Kilka godzin po zakończeniu wyścigu sprinterskiego MotoGP w Austrii karny nałożył Jorge Martin. Panel Stewardów FIM zdecydował o usankcjonowaniu jego wejścia w pierwszy zakręt pierwszego okrążenia, gdzie dotknięcie Fabio Quartararo spowodowało kraksę kilku kolarzy.

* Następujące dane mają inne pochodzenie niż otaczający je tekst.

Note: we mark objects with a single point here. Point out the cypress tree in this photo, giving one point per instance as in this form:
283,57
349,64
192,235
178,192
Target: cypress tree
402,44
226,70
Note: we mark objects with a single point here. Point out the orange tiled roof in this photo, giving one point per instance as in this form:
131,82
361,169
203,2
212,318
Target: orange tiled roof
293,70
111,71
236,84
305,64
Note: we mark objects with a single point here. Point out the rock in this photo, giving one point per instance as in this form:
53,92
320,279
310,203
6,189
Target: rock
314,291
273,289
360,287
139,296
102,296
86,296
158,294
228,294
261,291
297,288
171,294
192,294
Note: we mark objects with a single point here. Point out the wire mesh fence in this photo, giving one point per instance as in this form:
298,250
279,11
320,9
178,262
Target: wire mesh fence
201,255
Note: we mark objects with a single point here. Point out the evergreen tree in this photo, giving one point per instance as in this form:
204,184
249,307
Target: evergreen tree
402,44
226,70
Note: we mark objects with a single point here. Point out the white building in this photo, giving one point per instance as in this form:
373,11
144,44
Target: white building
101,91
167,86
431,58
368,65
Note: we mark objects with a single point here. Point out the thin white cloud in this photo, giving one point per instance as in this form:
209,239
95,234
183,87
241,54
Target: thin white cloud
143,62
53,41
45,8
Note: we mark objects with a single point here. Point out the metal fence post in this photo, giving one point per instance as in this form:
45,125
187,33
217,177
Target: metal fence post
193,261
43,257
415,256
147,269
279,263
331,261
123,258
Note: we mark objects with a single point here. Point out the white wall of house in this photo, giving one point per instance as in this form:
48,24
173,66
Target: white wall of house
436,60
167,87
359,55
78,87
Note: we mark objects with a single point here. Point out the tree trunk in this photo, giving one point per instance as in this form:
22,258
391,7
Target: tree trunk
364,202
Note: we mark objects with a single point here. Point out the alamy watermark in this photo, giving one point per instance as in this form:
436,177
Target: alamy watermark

MotoGP, Jorge Martin: kara za długie okrążenie w gara
To, co zrobił Hiszpan z zespołu Pramac Racing, zostało uznane za „nieodpowiedzialną jazdę” i będzie go kosztować kara długiego okrążenia w jutrzejszym długim wyścigu. Zdecydowanie strata dla niego, który myślał, że uszło mu to na sucho po tym, jak nie otrzymał żadnej sankcji podczas dzisiejszego wyścigu.
Wielu było zdumionych, w tym Valentino Rossi, który oświadczył, że manewr ten zasługuje na miary. Oczywiście inni jeźdźcy również narzekali na zachowanie Martina. Jednym z nich jest Luca Marini, z którym Hiszpan miał kolejny kontakt w dalszej części wyścigu. Kierowca zespołu VR46 rozbił się przy okazji, ale ten odcinek nie został uznany za sankcję.
Jorge w wywiadach posprinterskich jasno powiedział, że nie ponosi winy w żadnej z okoliczności, które postrzegały go jako bohatera. Teraz nie może zrobić nic innego, jak tylko zaakceptować, że został ukarany i dać z siebie wszystko.